Corey B. Meyer scite author profile

Autophagy has emerged as an important antimicrobial host defense mechanism that not only orchestrates the systemic immune response, but also functions in a cell autonomous manner to directly eliminate invading pathogens. Pathogenic bacteria such as Salmonella have evolved adaptations to protect themselves from autophagic elimination. Here we show that signaling through the non-receptor tyrosine kinase focal adhesion kinase (FAK) is actively manipulated by the Salmonella SPI-2 system in macrophages to promote intracellular survival. In wild-type macrophages, FAK is recruited to the surface of the Salmonella-containing vacuole (SCV), leading to amplified signaling through the Akt-mTOR axis and inhibition of the autophagic response. In FAK-deficient macrophages, Akt/mTOR signaling is attenuated and autophagic capture of intracellular bacteria is enhanced, resulting in reduced bacterial survival.
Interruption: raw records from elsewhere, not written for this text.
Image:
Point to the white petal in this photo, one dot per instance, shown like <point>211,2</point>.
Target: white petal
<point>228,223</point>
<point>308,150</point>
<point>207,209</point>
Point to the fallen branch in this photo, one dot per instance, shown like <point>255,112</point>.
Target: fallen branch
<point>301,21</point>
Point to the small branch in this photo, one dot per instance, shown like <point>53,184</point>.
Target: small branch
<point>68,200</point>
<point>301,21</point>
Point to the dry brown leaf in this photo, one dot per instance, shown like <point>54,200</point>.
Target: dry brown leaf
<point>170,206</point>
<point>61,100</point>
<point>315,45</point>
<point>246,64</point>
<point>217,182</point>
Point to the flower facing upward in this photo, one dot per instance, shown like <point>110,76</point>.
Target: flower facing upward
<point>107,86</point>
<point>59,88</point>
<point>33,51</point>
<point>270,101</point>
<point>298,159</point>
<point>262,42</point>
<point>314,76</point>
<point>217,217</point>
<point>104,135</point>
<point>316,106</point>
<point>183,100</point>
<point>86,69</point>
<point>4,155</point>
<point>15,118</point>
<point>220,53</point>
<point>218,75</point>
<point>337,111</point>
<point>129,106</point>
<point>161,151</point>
We further demonstrate that enhanced autophagy in FAK−/− macrophages requires the activity of Atg5 and ULK1 in a process that is distinct from LC3-assisted phagocytosis (LAP). In vivo, selective knockout of FAK in macrophages resulted in more rapid clearance of bacteria from tissues after oral infection with S. typhimurium. Clearance was correlated with reduced infiltration of inflammatory cell types into infected tissues and reduced tissue damage. Together, these data demonstrate that FAK is specifically targeted by S. typhimurium as a novel means of suppressing autophagy in macrophages, thereby enhancing their intracellular survival.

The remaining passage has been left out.